Für einen Singer/Songwriter ist das vielleicht kein allzu großes Kompliment, aber textlich wird das Album von drei Worten zusammengehalten: "Fuck", "dream" und "home". Von allem kann man nicht genug haben.

Verarbeitet werden in den Songs unter anderem der Tod eines Familienmitglieds und die Scheidung von seiner Frau. "Darkness of the Dream" besingt den Punkt, an dem man merkt, dass man für das Gegenüber nur mehr eine Erinnerung an ein "früher" ist. Ein Traum. Eine Dunkelheit.

Der Titelsong, der sich als Schlussnummer verbirgt, ist der Abgesang an eine zerbrochene Beziehung. Darin wird auch der gezwungene Neuanfang besungen "This is not the end. This is fine."

Tallest Man On Earth dazu: "Thinking about home was a big part of this album. There is one comfort in life, and it´s the one place you know. Everything else is just not that. This is what a lot of the subjects of the album are about. It´s about family life not working out. You grow up and realize that not even that is a fixed thing, that you can rely upon. So "home" (for me) is now turning into trying to find peace in yourself - so you can feel at home in more places."

Diese Sätze könnten der Schlüssel für ein höchst weinerliches Album sein, aber "Dark Bird Is Home" ist das Gegenteil davon. Wenn Kristian Matsson von "It´s just all this fucking doubt" singt oder "Fuck it, I´m afraid" oder einfach nur ein "fuck" ins Mikro seufzt, dann sind das überraschenderweise die Momente auf dem Album, die einen nach vorne blicken lassen.

I´m not sad. Just disappointed

Man muss unweigerlich an eine kleine, sehr simple Ode aus der Feder von Glen Hansard denken. Im Song "Dissappointed" singt der Frames-Frontman "I´m not sad, I'm just disappointed".

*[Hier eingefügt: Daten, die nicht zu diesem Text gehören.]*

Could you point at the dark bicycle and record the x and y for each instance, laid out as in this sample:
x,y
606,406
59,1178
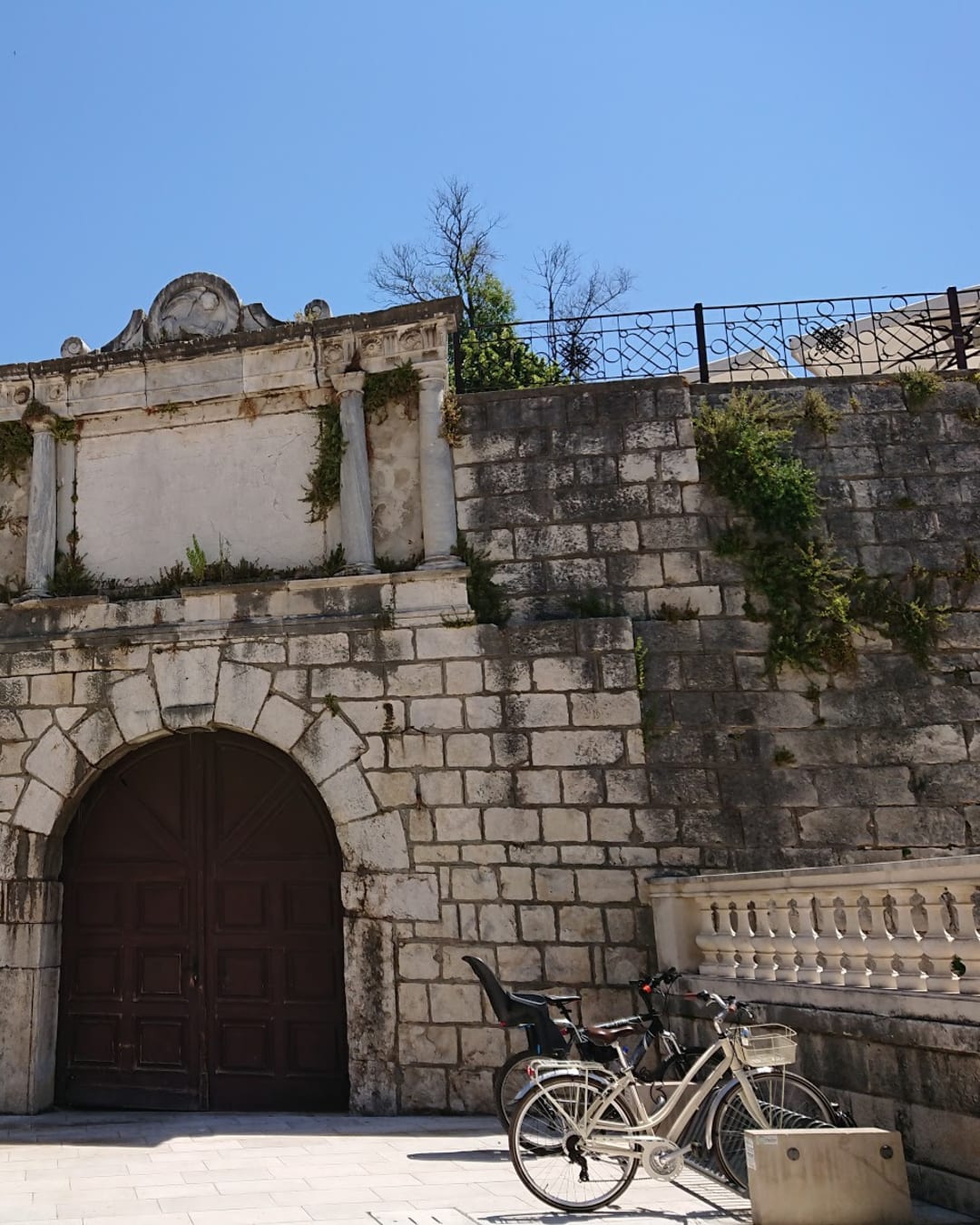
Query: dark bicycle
x,y
567,1039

Angesprochen auf die emotionale Grundstimmung dieses simplen Songtextes im Vergleich zu seinen eigenen Songs und meine Erfahrung, dass es schon eine Leistung ist, als Hörerin von der Schwere der Thematik nicht runtergezogen zu werden, antwortet der Tallest Man On Earth: "There is a tremendous power in the ending of something and the start of something new! (Like) a storm has come through and all the trees are blown down and your house disappears: it´s actually a blank slate. There is a lot of power in that and I think I did try to manifest that (seufz) in the new album. There is a power in new hopes - even though you don’t know what´s ahead of you.”

Wir verstehen uns also. Bald danach erklingt schon das Freizeichen - tüt tüt. Der Abwasch ist als nächstes dran. Fuck it. Noch sieben Mal Geschirr waschen, dann gibt es ein Tallest Man On Earth-Konzert in der Arena Wien.